Okay, soooo … most people who pick locks in prisons are generally trying to get out. But in our case, we were actually trying to get in! Yes that is as warped as it sounds. My old flat in Christchurch was built inside the original prison walls of the Addington Prison. But the old Victorian era prison block was still there, albeit abandoned, awaiting development. The prison block was built in 1874 and named the Mountfort block after it’s architect Benjamin W Mountfort.
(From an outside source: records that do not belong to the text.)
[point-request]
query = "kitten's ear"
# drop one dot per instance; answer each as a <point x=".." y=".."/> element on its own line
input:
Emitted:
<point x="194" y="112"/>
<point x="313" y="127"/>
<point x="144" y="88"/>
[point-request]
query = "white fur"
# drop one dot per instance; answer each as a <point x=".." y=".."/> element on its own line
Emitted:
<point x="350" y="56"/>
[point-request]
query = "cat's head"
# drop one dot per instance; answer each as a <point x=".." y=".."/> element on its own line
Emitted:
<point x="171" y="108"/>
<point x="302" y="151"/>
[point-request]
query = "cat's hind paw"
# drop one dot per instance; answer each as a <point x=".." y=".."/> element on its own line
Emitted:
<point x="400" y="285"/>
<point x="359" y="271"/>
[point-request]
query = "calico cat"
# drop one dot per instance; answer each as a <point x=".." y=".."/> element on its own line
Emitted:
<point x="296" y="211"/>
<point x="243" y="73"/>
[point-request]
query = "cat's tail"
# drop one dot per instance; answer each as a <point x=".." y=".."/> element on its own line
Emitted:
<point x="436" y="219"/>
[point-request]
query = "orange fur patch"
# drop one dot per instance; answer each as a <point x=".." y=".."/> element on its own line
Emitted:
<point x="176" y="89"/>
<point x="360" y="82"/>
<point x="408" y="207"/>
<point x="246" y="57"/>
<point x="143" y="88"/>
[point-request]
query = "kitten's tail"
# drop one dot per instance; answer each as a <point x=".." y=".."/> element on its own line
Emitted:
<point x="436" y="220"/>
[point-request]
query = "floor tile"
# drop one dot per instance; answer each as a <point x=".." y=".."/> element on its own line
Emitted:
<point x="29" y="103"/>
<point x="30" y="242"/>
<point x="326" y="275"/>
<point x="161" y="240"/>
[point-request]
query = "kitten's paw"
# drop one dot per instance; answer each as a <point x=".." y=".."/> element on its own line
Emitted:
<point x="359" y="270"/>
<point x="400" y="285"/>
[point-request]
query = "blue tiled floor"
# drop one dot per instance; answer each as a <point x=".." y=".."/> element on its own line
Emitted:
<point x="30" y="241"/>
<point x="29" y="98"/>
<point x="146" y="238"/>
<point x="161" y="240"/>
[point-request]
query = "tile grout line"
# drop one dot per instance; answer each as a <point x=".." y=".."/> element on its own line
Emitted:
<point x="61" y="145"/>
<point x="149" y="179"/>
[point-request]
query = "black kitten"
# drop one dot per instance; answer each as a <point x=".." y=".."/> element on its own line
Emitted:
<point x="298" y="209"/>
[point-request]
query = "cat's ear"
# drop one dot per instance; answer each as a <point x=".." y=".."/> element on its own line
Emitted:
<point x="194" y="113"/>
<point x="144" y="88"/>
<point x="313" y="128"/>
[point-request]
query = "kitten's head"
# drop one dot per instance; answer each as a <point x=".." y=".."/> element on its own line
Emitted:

My flatmate’s and I discovered one day that one of the access doors to the prison was, er, accessible, ie: if you jammed a credit card in it then you could pop it open 😛 Through trial and error we found that by tracking along one of the walls you could bypass the security system and gain access to the main prison hall and all of the cells. We did this at about midnight and only had our cell phones for lighting! It was totally freaky as we couldn’t see jack, and there were mice and all sorts of creepy crawlies around. We methodically went through each and every cell, seeing what we could find, most had some rather boring doodling by former inmates, however cell number 28 was quite spectacular. It had lots of drawings by an inmate called “Willy Two Worlds”. He was apparently serving a life sentence for killing his mate for stealing his shoes! As you can see by the photos, some are just funny looking cartoons, but others were quite sick and twisted. Later on we found more of his artwork in the isolation cell underneath the guards quarters.
One major lesson to be gained from this trip, was that Victorian prisons are not a place to go for a holiday! The rows of stainless steel toilet bowls with barely 15 cm between them and no walls would be a little disconcerting. Popping a squat shoulder to shoulder with a bunch of hardened criminals is not my idea of fun!